That night, he would sleep with the dark-haired girl in the sorority sweater. You would pretend that you saw nothing and that his excuses pacified you, but really, you couldn't even fake indignant anymore. It was a relief. It was an excuse to walk out. Of course, you wouldn't. At least for a few weeks, but you would hold that moment, and the moment you saw the claw marks in his back, in your memory like a golden key. It was the free ticket out, the escape hatch, the back door to relationship freedom.

But now, you would smile and kiss his cheek and slide your arm around his waist, just to see his face and prove to yourself that it wasn't your arms he wanted around his. And you moved along, grabbing abandoned plastic cups and not crying. Picking up cigarette butts and not crying. Drinking another cup Mikey decided to pour you of soda and booze and certainly not crying.

You watched the blond try to feed a fish a summer sausage and you did everything to keep from thinking that the man you loved was about to get naked with the kind of girl he always complained about. Until he could get one in bed, of course.

You couldn't walk. You couldn't run. You certainly couldn't drive your beat-up Buick Skyhawk back to your parents' home after the drinks and the short skirt that would certainly reveal you weren't sleeping over at Lisa's yet again.

Back to the garden by default. The troll in the tree was gone. Maybe you could climb it? But no, not in heels and certainly not in your last good pair of hose. Because how could you begin to explain why you needed to wear hose in the first place?

Silence. Crickets. You leaned against the tree and wished that the dark-haired, curly-haired angsty boy would return because even hearing how much smarter he was would be better than hearing the laughter drifting from the house and the neighbors listening to Seinfeld reruns too loudly while they screamed at their children who always seemed to be crying.

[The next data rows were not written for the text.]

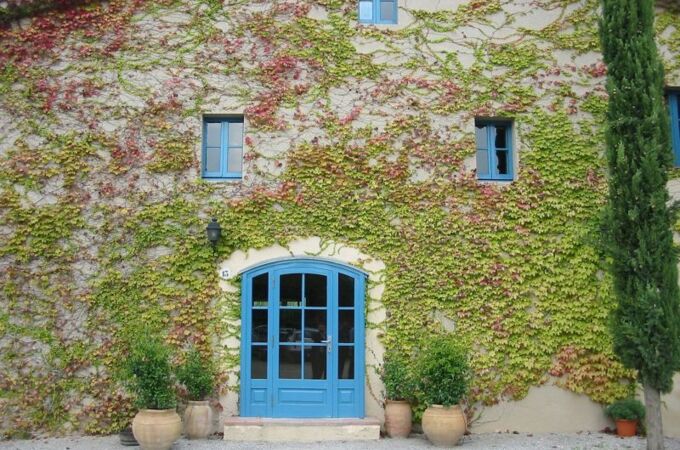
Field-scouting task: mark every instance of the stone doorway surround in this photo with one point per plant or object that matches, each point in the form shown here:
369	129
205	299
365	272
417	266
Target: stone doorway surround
239	261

That could be you some day if you could just convince Tom that you were the one.

He threatened to marry you a few times. To shut you up, he said. It wasn't like that's what you were looking for really. But what other options did you truly have? You could go to college like the rest of the crowd behind you and wear clunky shoes or low-cut tops and study Renaissance literature or mass communication or political science or something equally important and you could go to keg parties and talk about Kant and Duchamp as if you knew what was what and you too could lose the love of learning and simply conspicuously consume knowledge just to become a braggart. And you could marry Tom, or some guy just like Tom, and you could get a job that held even less promise than your art history degree and you could pretend that you had a future to give up when you get knocked up to feed the breeding pool of the suburbs that you refer to by the name of the city in the hopes that someone from out of town will mistake you for urbane. And you would be happy with this. You would never stand in a destroyed flower bed and cry about it. You would look forward to the day that you too could listen to Seinfeld too loudly and yell at your children and call the cops on the neighboring college kids who were laughing too loudly after 11.

"It's that good a party?" he asked, triggering the motion lamp on the edge of the garage. The dark-haired boy smoked a cigarette in brown-black paper, trying to look cool, but simply looking awkward. You asked yourself why he would smoke for the first time alone in the dark. Or why, if he had smoked before, he handled a cigarette with the skill of a woodchuck riding a moped.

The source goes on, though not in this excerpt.